Surface 3 Fails to Image
-
@wwarsin Yes, we changed the iPXE script which is probably why you don’t see it asking for the IP address anymore. Upgrading to the latest version means that the latest kernel has been downloaded as well. I am not sure if the patch is still part of the kernel. @Tom-Elliott??
Re-reading all the posts I saw that you had a full dmesg output posted with your very first question already (thank god you did!):
cdc_ether 1-2.4:2.0 eth0: register 'cdc_ether' at usb-0000:00:14.0-2.4, CDC Ethernet Device, 60:45:bd:f9:62:b6 ... cdc_ether 1-2.4:2.0 eth0: kevent 12 may have been dropped
So to me this means that an older kernel version was magicaly able to run your USB NIC device with the cdc_ether driver. I am not sure why this is not working anymore even if we add this driver back to the kernel. But I am not confident with the cdc_ether driver anyway and would hope that we don’t need it at all (RTL8152 chips being blacklisted is just on thing I don’t like about it).
So we are back to the question: Are we able to make this USB NIC work with the r8152 driver and possibly how??
In your last post I see
cat: /sys/class/net/eth0/carrier: No such file or directory cat: /sys/class/net/eth0/carrier: Invalid argument
Looks like eth0 is not available on the first try but pops up at some point. My guess is that Tom removed the patch after you last try as it didn’t seam to work. So the current version you installed when upgrading to the latest version might have installed a kernel without patch. But from what I see in your posts I have a feeling that we are pretty close to get this work with the patch.
Feel free to try this kernel again: https://drive.google.com/folderview?id=0B-bOeHjoUmyMV095YVpsR3U5VFk&usp=sharing
Boot into debug mode and wait for a few seconds. Then see what you get fromls -al /sys/class/net/eth0/device/driver/module
anddmesg | grep 8152
-
@Sebastian-Roth What patch are you referring to?
I removed my edits yes, cause you are absolutely correct that they didn’t matter anyway.
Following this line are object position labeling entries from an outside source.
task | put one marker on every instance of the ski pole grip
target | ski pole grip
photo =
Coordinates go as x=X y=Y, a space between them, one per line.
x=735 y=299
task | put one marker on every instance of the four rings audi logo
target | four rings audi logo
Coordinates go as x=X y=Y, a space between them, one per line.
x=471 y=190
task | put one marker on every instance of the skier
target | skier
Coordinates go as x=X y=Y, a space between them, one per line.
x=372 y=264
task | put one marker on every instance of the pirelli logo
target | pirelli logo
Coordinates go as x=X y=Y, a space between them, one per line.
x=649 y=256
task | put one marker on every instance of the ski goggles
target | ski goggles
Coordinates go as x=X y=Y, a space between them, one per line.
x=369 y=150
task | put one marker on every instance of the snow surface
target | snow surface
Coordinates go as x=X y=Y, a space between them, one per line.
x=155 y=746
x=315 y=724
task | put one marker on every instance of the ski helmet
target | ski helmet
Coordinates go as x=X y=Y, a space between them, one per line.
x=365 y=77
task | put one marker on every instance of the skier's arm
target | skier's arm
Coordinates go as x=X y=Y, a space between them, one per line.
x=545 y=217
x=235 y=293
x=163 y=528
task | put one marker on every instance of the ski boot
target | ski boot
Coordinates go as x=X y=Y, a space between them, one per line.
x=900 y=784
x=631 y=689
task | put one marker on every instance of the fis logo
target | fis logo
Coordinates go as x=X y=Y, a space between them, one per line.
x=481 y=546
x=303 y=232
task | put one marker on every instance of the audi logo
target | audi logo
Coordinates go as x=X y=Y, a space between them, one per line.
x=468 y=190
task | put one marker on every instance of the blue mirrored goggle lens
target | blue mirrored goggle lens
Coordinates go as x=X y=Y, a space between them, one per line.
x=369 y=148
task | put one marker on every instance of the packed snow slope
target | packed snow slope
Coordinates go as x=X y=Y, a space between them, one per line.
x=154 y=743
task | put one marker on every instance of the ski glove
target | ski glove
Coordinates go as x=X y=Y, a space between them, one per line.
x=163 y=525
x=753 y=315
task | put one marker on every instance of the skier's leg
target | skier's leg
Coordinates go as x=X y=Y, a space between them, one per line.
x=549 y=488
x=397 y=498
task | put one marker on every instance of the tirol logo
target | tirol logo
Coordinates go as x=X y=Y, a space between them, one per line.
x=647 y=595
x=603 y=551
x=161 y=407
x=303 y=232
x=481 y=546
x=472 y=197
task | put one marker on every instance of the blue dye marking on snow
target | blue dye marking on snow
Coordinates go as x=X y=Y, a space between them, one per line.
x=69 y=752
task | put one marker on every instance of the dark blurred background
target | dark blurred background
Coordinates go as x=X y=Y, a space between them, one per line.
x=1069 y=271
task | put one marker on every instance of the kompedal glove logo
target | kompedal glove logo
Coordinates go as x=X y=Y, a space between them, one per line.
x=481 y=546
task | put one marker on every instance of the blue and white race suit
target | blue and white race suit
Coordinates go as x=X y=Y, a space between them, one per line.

So my custom patches are gone. I have not built a 4.3.3 kernel yet though I am aware it was released.
I have not added CDC_ETHER either as I really don’t think it would matter either.
I am still doing the mmc patch (which is part of why the slow to update to latest all the time – among working on the init scripts) but I know that part has no relevance to the issues in this thread.
-
@Tom-Elliott Talking about this patch: http://svn.exactcode.de/t2/trunk/package/base/linux/surface-dock-eth.patch as I feel like this might be going down the right lane with this issue. Should work with any kernel version I reckon. Keep cdc_ether disabled, please.
-
@Sebastian-Roth I downloaded the bzimage you linked to and replaced the one /var/www/fog/service/ipxe and booted to
Here are the results of the two commands:
[root@fogclient /]# ls -al /sys/class/net/eth0/device/driver/module ls: cannot access /sys/class/net/eth0/device/driver/module: No such file or directory [root@fogclient /]# cd /sys/class/net [root@fogclient /]# ls lo@ [root@fogclient /]# dmesg | grep 8152 [ 1.070704] usbcore: registered new interface driver r0152 [root@fogclient /]#
-
@wwarsin Thanks for trying and reporting. Does not look very good to me. But as I can see in one of your earlier posts it has kind of worked (at least not “No such file or directory”) in the past. What messages did you see this time when booting up into debug mode??
-
@wwarsin I am wondering if the device is actually recognized. Could you please boot the device into debug mode. When you see the shell unplug the USB NIC. Wait for a few seconds and plug it back in. Then run
dmesg | tail -n 20
. Would be great if you could take a picture of what you see on the screen. Hopefully we might see something similar to this: https://bugzilla.redhat.com/show_bug.cgi?id=1236679 (we don’t have the same issue in FOG, just posting this to show what the output might look like).I stumbled upon a newer driver (kernel source code) on realtek.com.tw. Version 2.05.0 (2015/8/13) instead of the 1.08.2 (2014) included in kernel 4.3.3. Will try to build a kernel with that realtek code.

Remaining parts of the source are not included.